Figure 7. Percentage of devices and vendors that communicate with Internet hosts via port 80 (presumably over unencrypted HTTP) or TLS. Each number in parentheses counts the number of devices (left) or vendors (right) in the respective categories. Note that a device can send either or both of encrypted and encrypted traffic.

Which devices use outdated TLS versions? Even if a device communicates over TLS, the TLS implementation may not follow best practices. A smart home vendor may use an outdated or non-standard TLS library, or a vendor could (inadvertently) configure the library with insecure settings.

We focus on two examples of insecure practices that past researchers have exploited and that can potentially lead to vulnerabilities: outdated TLS versions and weak ciphers (IETF, 2015; Chromium Bugs, 2014).
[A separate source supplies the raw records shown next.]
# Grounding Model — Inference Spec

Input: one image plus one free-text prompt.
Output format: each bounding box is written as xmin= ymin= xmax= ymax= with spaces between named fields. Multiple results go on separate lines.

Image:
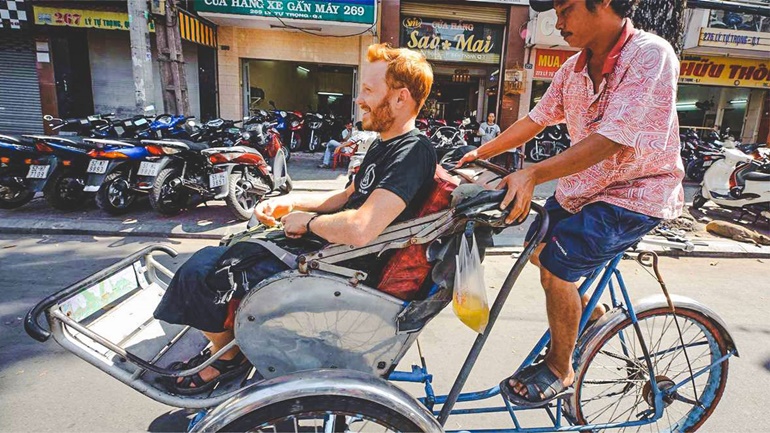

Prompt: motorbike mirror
xmin=246 ymin=214 xmax=259 ymax=229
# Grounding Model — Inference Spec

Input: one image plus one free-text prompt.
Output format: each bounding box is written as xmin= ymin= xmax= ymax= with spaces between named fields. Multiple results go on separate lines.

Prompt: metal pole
xmin=128 ymin=0 xmax=155 ymax=113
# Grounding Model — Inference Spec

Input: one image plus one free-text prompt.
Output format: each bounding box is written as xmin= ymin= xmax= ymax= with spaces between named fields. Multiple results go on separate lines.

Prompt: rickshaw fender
xmin=576 ymin=295 xmax=738 ymax=364
xmin=189 ymin=369 xmax=443 ymax=432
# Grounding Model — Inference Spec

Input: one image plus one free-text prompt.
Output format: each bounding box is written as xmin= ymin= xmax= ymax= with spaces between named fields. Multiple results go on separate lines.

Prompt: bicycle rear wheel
xmin=221 ymin=395 xmax=422 ymax=433
xmin=573 ymin=308 xmax=728 ymax=432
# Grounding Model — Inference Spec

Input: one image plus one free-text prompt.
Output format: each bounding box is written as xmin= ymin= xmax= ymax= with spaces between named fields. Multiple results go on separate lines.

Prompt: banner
xmin=195 ymin=0 xmax=376 ymax=24
xmin=34 ymin=6 xmax=155 ymax=32
xmin=679 ymin=55 xmax=770 ymax=89
xmin=532 ymin=49 xmax=577 ymax=80
xmin=401 ymin=17 xmax=503 ymax=64
xmin=698 ymin=27 xmax=770 ymax=53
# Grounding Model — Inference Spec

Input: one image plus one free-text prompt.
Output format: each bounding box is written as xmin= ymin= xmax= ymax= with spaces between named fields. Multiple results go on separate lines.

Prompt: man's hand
xmin=254 ymin=196 xmax=294 ymax=227
xmin=455 ymin=149 xmax=479 ymax=168
xmin=281 ymin=212 xmax=315 ymax=239
xmin=497 ymin=169 xmax=536 ymax=224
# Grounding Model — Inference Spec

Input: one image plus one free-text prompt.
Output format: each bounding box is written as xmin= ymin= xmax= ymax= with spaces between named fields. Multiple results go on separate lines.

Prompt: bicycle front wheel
xmin=221 ymin=395 xmax=422 ymax=433
xmin=573 ymin=308 xmax=728 ymax=432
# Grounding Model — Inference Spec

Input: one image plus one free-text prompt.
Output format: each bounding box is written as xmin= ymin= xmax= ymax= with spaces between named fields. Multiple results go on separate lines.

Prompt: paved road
xmin=0 ymin=235 xmax=770 ymax=432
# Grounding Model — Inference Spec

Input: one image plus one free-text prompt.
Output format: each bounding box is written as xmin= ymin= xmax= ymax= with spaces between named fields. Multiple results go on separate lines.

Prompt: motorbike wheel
xmin=0 ymin=185 xmax=35 ymax=209
xmin=43 ymin=169 xmax=86 ymax=211
xmin=307 ymin=135 xmax=321 ymax=152
xmin=527 ymin=144 xmax=547 ymax=162
xmin=692 ymin=191 xmax=708 ymax=209
xmin=289 ymin=134 xmax=302 ymax=151
xmin=553 ymin=143 xmax=568 ymax=155
xmin=220 ymin=395 xmax=422 ymax=432
xmin=96 ymin=171 xmax=137 ymax=215
xmin=281 ymin=146 xmax=291 ymax=162
xmin=150 ymin=167 xmax=190 ymax=215
xmin=685 ymin=159 xmax=705 ymax=182
xmin=225 ymin=173 xmax=267 ymax=221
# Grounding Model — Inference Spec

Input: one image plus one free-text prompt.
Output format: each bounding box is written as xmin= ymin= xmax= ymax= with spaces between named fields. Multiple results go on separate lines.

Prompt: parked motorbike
xmin=83 ymin=139 xmax=164 ymax=215
xmin=142 ymin=140 xmax=270 ymax=221
xmin=269 ymin=101 xmax=304 ymax=152
xmin=692 ymin=147 xmax=770 ymax=218
xmin=525 ymin=124 xmax=570 ymax=162
xmin=240 ymin=113 xmax=293 ymax=194
xmin=0 ymin=134 xmax=56 ymax=209
xmin=305 ymin=111 xmax=324 ymax=152
xmin=26 ymin=135 xmax=127 ymax=211
xmin=430 ymin=126 xmax=468 ymax=159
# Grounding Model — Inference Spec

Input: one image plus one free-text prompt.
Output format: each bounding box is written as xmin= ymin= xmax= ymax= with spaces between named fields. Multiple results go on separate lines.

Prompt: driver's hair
xmin=366 ymin=43 xmax=433 ymax=114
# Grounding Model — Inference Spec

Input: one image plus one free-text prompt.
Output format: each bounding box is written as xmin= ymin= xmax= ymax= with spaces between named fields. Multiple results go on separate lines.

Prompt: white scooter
xmin=692 ymin=140 xmax=770 ymax=218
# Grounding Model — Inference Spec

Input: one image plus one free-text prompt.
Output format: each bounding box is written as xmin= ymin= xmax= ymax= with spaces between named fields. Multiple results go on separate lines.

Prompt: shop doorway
xmin=243 ymin=60 xmax=358 ymax=119
xmin=50 ymin=29 xmax=94 ymax=118
xmin=420 ymin=62 xmax=500 ymax=125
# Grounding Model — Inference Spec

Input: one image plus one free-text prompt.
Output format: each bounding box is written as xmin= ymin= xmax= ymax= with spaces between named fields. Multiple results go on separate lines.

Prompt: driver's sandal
xmin=500 ymin=362 xmax=575 ymax=408
xmin=165 ymin=349 xmax=251 ymax=395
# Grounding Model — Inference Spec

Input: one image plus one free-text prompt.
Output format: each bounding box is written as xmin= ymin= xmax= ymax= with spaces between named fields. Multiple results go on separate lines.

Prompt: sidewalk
xmin=0 ymin=153 xmax=770 ymax=258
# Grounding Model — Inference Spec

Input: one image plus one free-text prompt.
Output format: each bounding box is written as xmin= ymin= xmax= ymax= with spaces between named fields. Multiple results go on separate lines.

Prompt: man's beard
xmin=362 ymin=97 xmax=396 ymax=132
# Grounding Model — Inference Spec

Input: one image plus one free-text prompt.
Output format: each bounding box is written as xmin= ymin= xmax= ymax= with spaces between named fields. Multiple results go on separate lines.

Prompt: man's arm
xmin=497 ymin=134 xmax=623 ymax=224
xmin=254 ymin=184 xmax=355 ymax=227
xmin=281 ymin=188 xmax=406 ymax=247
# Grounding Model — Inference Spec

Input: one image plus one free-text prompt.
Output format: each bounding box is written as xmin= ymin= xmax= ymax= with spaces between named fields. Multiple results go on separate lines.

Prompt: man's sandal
xmin=500 ymin=362 xmax=575 ymax=408
xmin=165 ymin=349 xmax=251 ymax=395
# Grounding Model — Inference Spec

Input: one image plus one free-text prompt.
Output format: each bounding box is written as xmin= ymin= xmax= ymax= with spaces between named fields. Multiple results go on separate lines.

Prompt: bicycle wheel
xmin=221 ymin=395 xmax=422 ymax=433
xmin=572 ymin=308 xmax=728 ymax=432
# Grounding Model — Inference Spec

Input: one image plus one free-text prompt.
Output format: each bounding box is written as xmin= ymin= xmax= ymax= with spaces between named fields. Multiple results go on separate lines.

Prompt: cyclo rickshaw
xmin=25 ymin=162 xmax=738 ymax=432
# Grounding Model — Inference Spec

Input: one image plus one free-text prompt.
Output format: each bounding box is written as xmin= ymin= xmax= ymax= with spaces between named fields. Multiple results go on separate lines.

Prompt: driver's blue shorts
xmin=526 ymin=197 xmax=660 ymax=282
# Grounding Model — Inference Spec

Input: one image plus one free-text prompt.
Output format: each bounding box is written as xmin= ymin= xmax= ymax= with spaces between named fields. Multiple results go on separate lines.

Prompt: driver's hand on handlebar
xmin=281 ymin=211 xmax=315 ymax=239
xmin=254 ymin=196 xmax=294 ymax=227
xmin=455 ymin=149 xmax=479 ymax=168
xmin=497 ymin=169 xmax=535 ymax=224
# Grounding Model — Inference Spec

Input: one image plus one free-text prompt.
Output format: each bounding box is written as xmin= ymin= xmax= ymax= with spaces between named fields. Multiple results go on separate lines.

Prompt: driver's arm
xmin=310 ymin=188 xmax=406 ymax=247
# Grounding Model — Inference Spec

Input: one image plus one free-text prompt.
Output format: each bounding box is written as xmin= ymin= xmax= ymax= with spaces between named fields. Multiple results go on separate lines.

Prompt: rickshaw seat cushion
xmin=377 ymin=165 xmax=458 ymax=301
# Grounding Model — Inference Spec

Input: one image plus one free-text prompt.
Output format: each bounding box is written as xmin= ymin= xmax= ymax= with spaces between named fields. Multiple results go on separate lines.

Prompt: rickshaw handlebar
xmin=24 ymin=245 xmax=177 ymax=342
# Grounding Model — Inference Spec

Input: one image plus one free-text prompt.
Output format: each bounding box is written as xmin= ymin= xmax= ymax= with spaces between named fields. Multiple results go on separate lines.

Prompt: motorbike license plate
xmin=86 ymin=159 xmax=110 ymax=174
xmin=136 ymin=161 xmax=160 ymax=177
xmin=27 ymin=165 xmax=51 ymax=179
xmin=209 ymin=172 xmax=227 ymax=188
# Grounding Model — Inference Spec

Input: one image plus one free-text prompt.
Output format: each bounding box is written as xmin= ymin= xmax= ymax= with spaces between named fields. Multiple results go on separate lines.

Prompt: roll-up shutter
xmin=401 ymin=2 xmax=508 ymax=24
xmin=0 ymin=31 xmax=43 ymax=134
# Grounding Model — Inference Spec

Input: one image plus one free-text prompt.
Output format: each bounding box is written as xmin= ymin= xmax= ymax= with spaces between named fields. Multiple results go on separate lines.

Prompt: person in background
xmin=318 ymin=120 xmax=353 ymax=168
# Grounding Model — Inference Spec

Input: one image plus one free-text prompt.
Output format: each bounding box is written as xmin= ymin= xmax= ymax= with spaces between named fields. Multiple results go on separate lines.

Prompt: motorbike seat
xmin=743 ymin=171 xmax=770 ymax=182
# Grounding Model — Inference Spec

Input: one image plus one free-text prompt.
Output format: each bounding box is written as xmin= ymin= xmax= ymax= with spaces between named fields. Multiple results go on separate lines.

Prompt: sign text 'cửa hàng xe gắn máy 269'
xmin=195 ymin=0 xmax=376 ymax=24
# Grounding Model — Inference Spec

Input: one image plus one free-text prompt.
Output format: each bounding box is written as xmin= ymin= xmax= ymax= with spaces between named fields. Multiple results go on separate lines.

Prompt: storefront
xmin=196 ymin=0 xmax=377 ymax=128
xmin=0 ymin=0 xmax=45 ymax=134
xmin=400 ymin=3 xmax=508 ymax=124
xmin=34 ymin=3 xmax=217 ymax=119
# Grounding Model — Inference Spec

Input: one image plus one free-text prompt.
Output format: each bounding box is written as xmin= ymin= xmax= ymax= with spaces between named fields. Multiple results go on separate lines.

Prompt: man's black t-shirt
xmin=345 ymin=129 xmax=437 ymax=218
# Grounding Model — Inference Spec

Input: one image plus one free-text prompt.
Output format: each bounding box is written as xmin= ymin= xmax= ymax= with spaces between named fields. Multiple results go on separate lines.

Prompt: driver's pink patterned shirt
xmin=529 ymin=19 xmax=684 ymax=219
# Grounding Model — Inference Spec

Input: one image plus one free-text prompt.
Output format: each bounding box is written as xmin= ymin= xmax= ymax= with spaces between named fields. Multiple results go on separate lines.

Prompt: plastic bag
xmin=452 ymin=236 xmax=489 ymax=334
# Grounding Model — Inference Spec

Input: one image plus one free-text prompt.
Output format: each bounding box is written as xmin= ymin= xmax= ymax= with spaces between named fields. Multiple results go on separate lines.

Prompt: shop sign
xmin=34 ymin=6 xmax=155 ymax=32
xmin=468 ymin=0 xmax=529 ymax=6
xmin=532 ymin=49 xmax=577 ymax=80
xmin=195 ymin=0 xmax=376 ymax=24
xmin=698 ymin=28 xmax=770 ymax=52
xmin=679 ymin=56 xmax=770 ymax=89
xmin=401 ymin=16 xmax=503 ymax=64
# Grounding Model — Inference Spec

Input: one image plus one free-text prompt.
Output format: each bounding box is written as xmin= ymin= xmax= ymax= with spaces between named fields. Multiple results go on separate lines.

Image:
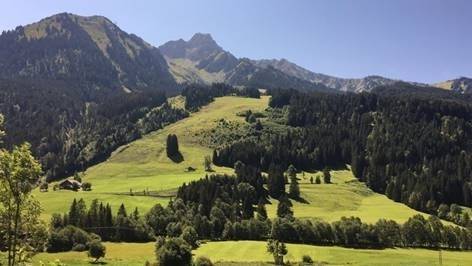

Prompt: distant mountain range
xmin=0 ymin=13 xmax=177 ymax=96
xmin=0 ymin=13 xmax=472 ymax=93
xmin=159 ymin=33 xmax=471 ymax=93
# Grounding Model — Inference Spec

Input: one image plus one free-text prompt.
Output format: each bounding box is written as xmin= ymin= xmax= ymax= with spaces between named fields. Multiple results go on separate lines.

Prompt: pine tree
xmin=133 ymin=207 xmax=139 ymax=221
xmin=117 ymin=203 xmax=127 ymax=217
xmin=323 ymin=168 xmax=331 ymax=184
xmin=287 ymin=165 xmax=300 ymax=199
xmin=69 ymin=198 xmax=80 ymax=226
xmin=267 ymin=165 xmax=285 ymax=199
xmin=277 ymin=195 xmax=293 ymax=218
xmin=257 ymin=198 xmax=267 ymax=221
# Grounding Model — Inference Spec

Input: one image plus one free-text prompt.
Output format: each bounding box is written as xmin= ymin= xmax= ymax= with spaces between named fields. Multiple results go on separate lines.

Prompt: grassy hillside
xmin=35 ymin=97 xmax=268 ymax=218
xmin=35 ymin=93 xmax=440 ymax=222
xmin=267 ymin=170 xmax=432 ymax=223
xmin=195 ymin=241 xmax=472 ymax=265
xmin=28 ymin=241 xmax=472 ymax=266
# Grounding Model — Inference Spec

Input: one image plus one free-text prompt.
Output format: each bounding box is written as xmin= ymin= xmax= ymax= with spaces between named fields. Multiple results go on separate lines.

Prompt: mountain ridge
xmin=0 ymin=13 xmax=176 ymax=95
xmin=159 ymin=33 xmax=406 ymax=92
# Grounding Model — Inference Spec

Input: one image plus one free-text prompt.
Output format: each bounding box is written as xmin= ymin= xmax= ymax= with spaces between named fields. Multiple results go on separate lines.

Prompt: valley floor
xmin=28 ymin=241 xmax=472 ymax=266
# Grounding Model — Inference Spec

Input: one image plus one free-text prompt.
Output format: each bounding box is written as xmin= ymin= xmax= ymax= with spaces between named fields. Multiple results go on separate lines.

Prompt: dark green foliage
xmin=195 ymin=256 xmax=213 ymax=266
xmin=214 ymin=83 xmax=472 ymax=218
xmin=267 ymin=165 xmax=285 ymax=199
xmin=82 ymin=182 xmax=92 ymax=191
xmin=287 ymin=165 xmax=300 ymax=199
xmin=51 ymin=199 xmax=154 ymax=242
xmin=0 ymin=13 xmax=176 ymax=93
xmin=146 ymin=169 xmax=472 ymax=249
xmin=277 ymin=195 xmax=293 ymax=218
xmin=0 ymin=79 xmax=181 ymax=181
xmin=88 ymin=240 xmax=106 ymax=262
xmin=156 ymin=238 xmax=192 ymax=266
xmin=302 ymin=255 xmax=313 ymax=266
xmin=47 ymin=225 xmax=93 ymax=252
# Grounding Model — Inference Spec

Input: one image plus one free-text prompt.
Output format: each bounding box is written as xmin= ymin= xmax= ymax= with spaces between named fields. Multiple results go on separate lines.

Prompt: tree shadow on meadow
xmin=169 ymin=152 xmax=184 ymax=163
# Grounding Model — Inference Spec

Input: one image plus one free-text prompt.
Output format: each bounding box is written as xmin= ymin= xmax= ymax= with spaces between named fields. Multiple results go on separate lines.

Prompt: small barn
xmin=59 ymin=179 xmax=82 ymax=190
We first investigate outdated TLS versions. While the latest TLS version is 1.3, the industry-accepted version is 1.2. Versions below 1.2 are known to have vulnerabilities. For instance, TLS 1.0 is subject to the BEAST attack (Chromium Bugs, 2014). Although we are not aware of any actual BEAST attacks on smart home devices, we argue that any outdated TLS versions are potential targets for attacks in the future.

# of SSL TLS Weak Ciphers
Vendor Devices 3.0 1.0 1.1 1.2 Null RC4 Anon.
vendor 1 669 0 31 0 645 0 9 15
vendor 2 614 5 67 1 613 1 397 1
sonos 186 0 0 0 186 0 0 0
vendor 4 148 1 41 0 129 0 80 1
vendor 5 135 0 9 0 135 0 130 0
vendor 6 96 3 29 8 91 0 35 27
vendor 7 69 0 0 0 69 0 34 2
wyze 53 0 0 0 53 0 0 0
vendor 9 51 0 0 4 47 0 1 0
vendor 10 46 0 5 0 41 0 5 0
Table 5. The number of devices by each vendor that use a particular TLS version and which propose a specific weak cipher in the Client Hello messages. Here, we are showing ten vendors with the most number of devices. # of Devices shows the number of devices that send out Client Hellos in SSL 3.0 or TLS 1.0-1.2. A device may be associated with multiple TLS versions and/or weak ciphers.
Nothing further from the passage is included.